On Sun, 30 Jan 2000, Niclas Hedhman wrote:

Niclas,

        Absolutely! Here is how :

        sed 's/^\.\///;s/^\.$//;s\//\./g' 

        ...will do all the 'sed' manipulations in a single invocation. In
case you arent familiar with basic regular expressions, the '^' matches
the beginning of a line, and the '$' matches the end of a line. Thus,
'^\.$' will match a line consisting of nothing but a '.'.

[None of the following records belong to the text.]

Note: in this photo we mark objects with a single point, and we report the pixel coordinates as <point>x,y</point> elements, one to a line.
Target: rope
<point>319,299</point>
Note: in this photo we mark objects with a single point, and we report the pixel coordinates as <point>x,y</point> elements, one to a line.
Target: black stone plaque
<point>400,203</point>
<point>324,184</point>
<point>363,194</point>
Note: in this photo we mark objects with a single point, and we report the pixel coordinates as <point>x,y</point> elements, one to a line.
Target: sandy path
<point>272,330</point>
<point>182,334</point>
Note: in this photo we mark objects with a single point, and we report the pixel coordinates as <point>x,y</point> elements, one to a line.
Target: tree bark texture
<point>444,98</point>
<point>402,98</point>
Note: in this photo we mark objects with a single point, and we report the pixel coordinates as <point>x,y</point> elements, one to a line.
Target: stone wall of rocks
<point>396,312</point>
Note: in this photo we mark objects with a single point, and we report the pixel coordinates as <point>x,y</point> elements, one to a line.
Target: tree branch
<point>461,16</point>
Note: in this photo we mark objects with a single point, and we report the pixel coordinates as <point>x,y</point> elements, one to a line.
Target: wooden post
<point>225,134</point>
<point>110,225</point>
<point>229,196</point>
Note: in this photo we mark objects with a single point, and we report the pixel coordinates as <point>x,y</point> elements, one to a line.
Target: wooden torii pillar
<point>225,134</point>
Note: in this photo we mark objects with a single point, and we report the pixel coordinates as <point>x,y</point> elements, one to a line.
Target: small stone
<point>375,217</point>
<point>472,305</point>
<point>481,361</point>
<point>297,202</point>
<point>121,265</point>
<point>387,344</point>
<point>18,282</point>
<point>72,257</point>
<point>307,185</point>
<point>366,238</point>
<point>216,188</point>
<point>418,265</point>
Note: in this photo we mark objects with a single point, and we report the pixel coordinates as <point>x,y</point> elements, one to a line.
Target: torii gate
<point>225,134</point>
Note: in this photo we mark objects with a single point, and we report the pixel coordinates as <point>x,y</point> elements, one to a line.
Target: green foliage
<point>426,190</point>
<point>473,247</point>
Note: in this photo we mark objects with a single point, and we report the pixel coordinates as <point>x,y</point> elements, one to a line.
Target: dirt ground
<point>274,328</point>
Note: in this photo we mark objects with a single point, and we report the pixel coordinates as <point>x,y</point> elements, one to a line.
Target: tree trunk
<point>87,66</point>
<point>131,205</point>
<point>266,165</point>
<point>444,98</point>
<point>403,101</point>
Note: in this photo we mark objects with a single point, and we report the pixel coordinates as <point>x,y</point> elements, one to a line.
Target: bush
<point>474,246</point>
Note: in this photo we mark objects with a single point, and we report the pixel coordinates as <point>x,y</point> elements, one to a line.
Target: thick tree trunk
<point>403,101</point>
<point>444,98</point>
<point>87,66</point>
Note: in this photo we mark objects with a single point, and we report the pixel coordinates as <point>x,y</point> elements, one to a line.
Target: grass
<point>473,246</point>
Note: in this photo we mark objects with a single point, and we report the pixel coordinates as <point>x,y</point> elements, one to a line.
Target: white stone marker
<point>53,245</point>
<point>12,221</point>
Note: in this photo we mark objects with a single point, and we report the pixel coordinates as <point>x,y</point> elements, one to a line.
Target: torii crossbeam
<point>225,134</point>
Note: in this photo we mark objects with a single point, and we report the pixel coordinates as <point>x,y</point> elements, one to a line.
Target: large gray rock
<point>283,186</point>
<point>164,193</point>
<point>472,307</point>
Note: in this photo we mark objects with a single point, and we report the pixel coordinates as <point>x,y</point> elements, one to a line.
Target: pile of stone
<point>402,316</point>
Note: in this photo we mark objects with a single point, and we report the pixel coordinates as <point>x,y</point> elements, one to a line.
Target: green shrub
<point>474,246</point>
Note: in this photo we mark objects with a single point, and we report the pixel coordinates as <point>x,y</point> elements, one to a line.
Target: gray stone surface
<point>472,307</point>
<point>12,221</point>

        As far as getting unique records go, use the 'uniq' command. This
is also equivalent to 'sort -u'.

Regards,
Kenneth

> 
> Thanks,
> The -printf is much faster!
> 
> Sed seem to be a great tool!!! Need to study that more.
> 
> To do exactly what I want, I need 3 sed expressions...
> 's/\.\///g'  removing the leading ./ of each directory
> 's/\.//g'  removing the single ., for current directory
> 's/\//\./g'  replacing the / with a .
> 
> Instead of using 3 pipes, could this be expressed in a single invocation of
> sed? (Performance is not much of an issue, but I think it looks neater.)
> 
> Just one more thing...
> 
> I will get multiple lines that are equal. Is it possible to remove
> duplicates, in some easy way? (Of course, it's Linux! But how?)